Inference Even With Penalization

1. When overfitting is a problem so that penalized maximum likelihood estimation is used, one loses the traditional inferential tools. In Bayesian mdoels, shrinkage (very skeptical) priors can be used to minimize overfitting, and posterior inference is just as simple as when there is no penalization.

Avoiding Approximations

1. Bayesian posterior distributions do not use large sample approximations but are exact. Large sample theory/asymptotics are not needed for Bayes.
2. Posterior probabilities about parameters are exact. For most non-Gaussian statistical models p-values and confidence limits are approximations, and in very non-Gaussian likelihoods such as for binary logistic models or with random effects the approximations may not be very good.
3. Posterior inference for models with random effects is just as easy as for model with only fixed effects, and such inference avoids approximations needed in the frequentist domain.
4. When one desires to obtain uncertainty intervals on derived quantities, the frequentist approach requires one-off solutions such as the delta method. For example, one may use a semiparametric model such as the proportional odds model to analyze a continuous response variable Y, and desire to summarize the results using more than an odds ratio. When sampling from the posterior distribution of the model’s intercepts and slopes, one merely computes for each sample the derived parameter such as the mean Y at a given covariate setting. The posterior distribution of this nonlinearly-derived quantity will easily provide an exact (and properly asymmetric) posterior interval for the mean.

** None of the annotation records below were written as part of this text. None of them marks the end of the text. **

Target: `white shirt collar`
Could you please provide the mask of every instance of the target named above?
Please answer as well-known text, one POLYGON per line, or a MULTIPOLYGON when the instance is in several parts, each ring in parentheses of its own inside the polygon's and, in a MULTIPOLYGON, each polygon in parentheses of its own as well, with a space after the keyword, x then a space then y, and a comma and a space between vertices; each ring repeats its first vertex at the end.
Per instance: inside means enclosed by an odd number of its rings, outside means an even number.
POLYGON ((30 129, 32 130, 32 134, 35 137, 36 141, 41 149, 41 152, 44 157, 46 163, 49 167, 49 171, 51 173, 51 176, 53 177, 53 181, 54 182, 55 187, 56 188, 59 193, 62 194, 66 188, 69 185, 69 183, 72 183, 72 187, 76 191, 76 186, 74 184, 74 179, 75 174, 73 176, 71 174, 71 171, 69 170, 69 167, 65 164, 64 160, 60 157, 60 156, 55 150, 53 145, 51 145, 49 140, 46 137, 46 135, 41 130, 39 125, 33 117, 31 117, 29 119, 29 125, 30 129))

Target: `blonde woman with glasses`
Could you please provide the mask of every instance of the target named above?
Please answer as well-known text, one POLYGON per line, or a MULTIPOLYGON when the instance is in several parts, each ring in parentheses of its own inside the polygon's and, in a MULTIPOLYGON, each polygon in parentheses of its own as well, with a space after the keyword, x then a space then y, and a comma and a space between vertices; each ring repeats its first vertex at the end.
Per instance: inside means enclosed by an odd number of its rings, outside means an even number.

Solving Particular Modeling Problems

1. Variance component estimation: When fitting varying intercept models, groups with <2-3 observations/group are often estimated to have zero or -ve variances (depending on the method used). This is not the case with a Bayesian analysis because the variance components are not integrated out of the likelihood but estimated the same way all other parameters are estimated. (@Dilsher_Dhillon)
2. Hierarchical models: Uncertainty in variance of random effects is fully accounted for, making posterior intervals properly wider. This is in contrast to empirical Bayes methods such as what is typically used in meta-analysis, which act as if variances of random effects are known constants.